There’s also Max Jenkins getting his wish and influencing Applegate’s younger son, Luke Roessler, to get baptized. It opens with Jenkins sitting next to Applegate like he didn’t destroy her career two episodes ago. Do the writers not even watch the show? I mean, I get it. I’m only writing about it in three hundred word bursts and it’s exhaustingly insipid. I can’t imagine working on it, day after day, and it never getting any better.

There’s a blah argument between Applegate and Cardellini, which comes after we’re supposed to hate all the prospective buyers for a property because they don’t want a gross sandwich roll from Applegate, but pretty soon Cardellini’s just off trying to drink herself to death while James Marsden shows up at Applegate’s.

They have some real talk and he tries to hashtag feminism at her, then dramatic season finale cliffhanger.

Interestingly, the show tries to bookend a little with Suzy Nakamura (from the first episode and scene I think) getting to come back and hang out with Applegate.
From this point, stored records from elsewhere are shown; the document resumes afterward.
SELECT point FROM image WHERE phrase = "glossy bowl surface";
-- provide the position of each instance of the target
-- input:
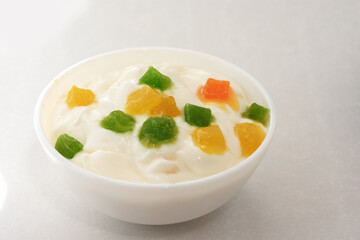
(156, 204)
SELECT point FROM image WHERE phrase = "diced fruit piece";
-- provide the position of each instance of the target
(257, 113)
(79, 97)
(197, 116)
(142, 101)
(209, 139)
(250, 136)
(166, 108)
(155, 79)
(216, 89)
(68, 146)
(119, 122)
(218, 93)
(157, 131)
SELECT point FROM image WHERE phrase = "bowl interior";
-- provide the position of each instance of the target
(120, 59)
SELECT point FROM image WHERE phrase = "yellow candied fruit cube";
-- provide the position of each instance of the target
(142, 101)
(209, 139)
(250, 136)
(80, 97)
(166, 107)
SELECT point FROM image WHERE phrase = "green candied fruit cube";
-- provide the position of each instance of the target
(68, 146)
(118, 121)
(156, 131)
(155, 79)
(197, 116)
(257, 113)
Nakamura’s not cool, however, and she’s a gun-freak so very uncool.

Until Applegate wants to learn how to shoot.

So I guess they have a shooting lesson in the backyard of Applegate’s house? No one calls the cops in L.A. for shootings? In White neighborhoods? Unclear.

It’d be a lot to hope the show’s creators had seen The Crossing Guard—during Cardellini’s big dramatic, predictable scene I thought about how it could be done well… then remembered it had been done well with that film. However, you’d think the creators would’ve at least seen Sunset Blvd. but apparently not.

Actually, no, I can believe they’d haven’t seen Sunset Blvd.

Anyway. I’m sure all problems they never worked out this season will magically resolve next season.


But maybe they’ll get better writers and directors?